With two Sundance films, Carey Mulligan reveals herself to be the next Winona -- or maybe Audrey
Park City » When you see Carey Mulligan's pixie haircut and easy smile in the Sundance Film Festival entry "The Greatest," you think you're seeing the next Winona Ryder.
But when you hear Mulligan speaking in her normal British accent -- in person or in her other Sundance drama, "An Education" -- you think you're seeing the next Audrey Hepburn.
Either way, the 23-year-old Mulligan is emerging as the breakout star of this year's Sundance.
Even without Sundance, Mulligan's career is taking off. In 2009, she will appear in Michael Mann's gangster drama "Public Enemies," starring Johnny Depp as John Dillinger and Christian Bale as Eliot Ness -- and she has a supporting role in "Brothers," Jim Sheridan's remake of the acclaimed Danish drama about siblings torn apart by the Iraq War.
"She's just starting to happen with the press due to the wow reception to ['An Education']," Jeffrey Wells wrote on his movie-industry blog Hollywood Elsewhere. "But the talent community has been on to her for a while now."
"The Greatest" centers on a married couple, played by Pierce Brosnan and Susan Sarandon, grieving over their teen son's death -- and dealing with the son's pregnant girlfriend, played by Mulligan.

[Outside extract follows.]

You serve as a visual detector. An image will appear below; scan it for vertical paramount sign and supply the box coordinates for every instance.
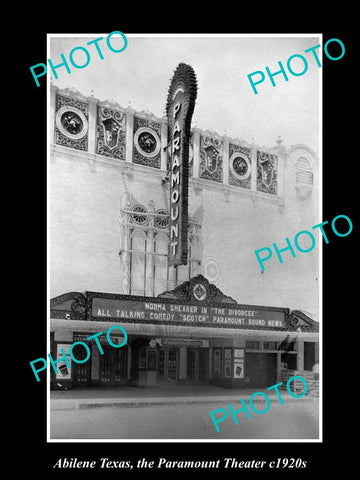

In "An Education," Mulligan plays a London teen in the '60s who is intrigued by a much older man, played by Peter Sarsgaard.
Mulligan took her first look at Shana Feste's script for "The Greatest" after finishing her work on "Public Enemies." "I was just reading a bunch of scripts, and I got this one through, and they said they were having a hard time finding the girl," Mulligan said after a screening of "The Greatest." "It was the biggest American part that I had auditioned for, and it was a little bit nerve-wracking."
Feste gave Mulligan the part and gave the cast plenty of rehearsal time. Mulligan said the time allowed her to "get over the terror of working with people like Susan and Pierce."
Another challenge for Mulligan was the American accent. "I think it's just a case of relaxing," she said of the American accent. "A lot of time it's just your inhibition about sounding silly. If you let go of that, and you're around people you're comfortable with, the inhibition goes and the accent sort of flows a lot easier. And there were an awful lot of Americans to copy."